Let the Ingredients Shine
Mottershall, whose food is "an exploration of Canadian cuisine" blended with his unabashed enthusiasm for the art of charcuterie, says his number-one rule when plating is to "let the ingredients be the star of the show." His partner, Ayngelina Brogan, describes his style as "natural," one that morphs with each plate he creates.
"I don't have a look or specific style; it's an evolving expression of the ingredients," Mottershall says. "When I cook a dish, I just see the plate in my head. It's in my mind before it reaches the plate. I know some chefs draw their plates on paper in advance, but my mind doesn't work that way." If you browse through Mottershall's Instagram account, you'll see that his style blends texture with composition. He's never taken plating or styling classes and doesn't shoot his photos with a fancy DSLR camera. Instead, he uses his iPhone 5 and plenty of natural light.
3 Tips to Better Plating
Mottershall recognizes that people eat with their eyes first, so plating isn't just a hobby. Here's what he does to continue improving his plating game:
Mottershall has been cooking for 20 years. He's learned from a few chefs, but because he's such a visual person, plating food serves as an expression of his creativity. He's worked to hone his organic, natural style by letting the colors and ingredients on the plate sing.
Look at what other people do but don't copy it.
Mottershall is all for finding inspiration, but he's more interested in developing his own unique style. Take for example his plate of crispy braised pig head, pickled grapes, and arugula mustard. He says the ingredients were chosen for flavor first, but it's a colorful plate and doesn't need an overly complicated, formal structure.
Experiment with different styles.
He adds that when plating, "don't be afraid to change." Maybe you'd like to see more blank space or fewer splashes of color and texture.
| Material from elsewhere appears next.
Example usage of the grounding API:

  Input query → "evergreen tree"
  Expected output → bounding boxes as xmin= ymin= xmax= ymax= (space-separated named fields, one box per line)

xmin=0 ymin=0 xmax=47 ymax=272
Play around and find what works best for you.
And if you think you should be plating according to the culinary style you're cooking in—whether it's Japanese or Mexican—Mottershall says nope, not necessarily so. "If you look at chef Massimo Bottura, his food reflects traditional flavors from Italy, but his plating is not rustic at all," he says.
Avoid These 3 Mistakes
Too many ingredients on a plate.
Let the main ingredient be the focus and let the remaining elements become supporting players.
Too many steps to plate a dish.
Plating shouldn't take longer than it takes to cook the dish. If you have a plan that requires more than 30 seconds to plate, you need to simplify the plan.
Too much food on the plate.
Just like in photography, white space helps people focus on what is important. If you have too much food crowding your plate, it's difficult to focus on the individual ingredients. Try opting for a bigger plate or a smaller portion.
Regardless of the type of food you're plating, make sure to consider Mottershall's tips and advice. Let your creativity flow, put your own spin on your signature plating style, and before you know it, you might become known for your artistry like Mottershall is.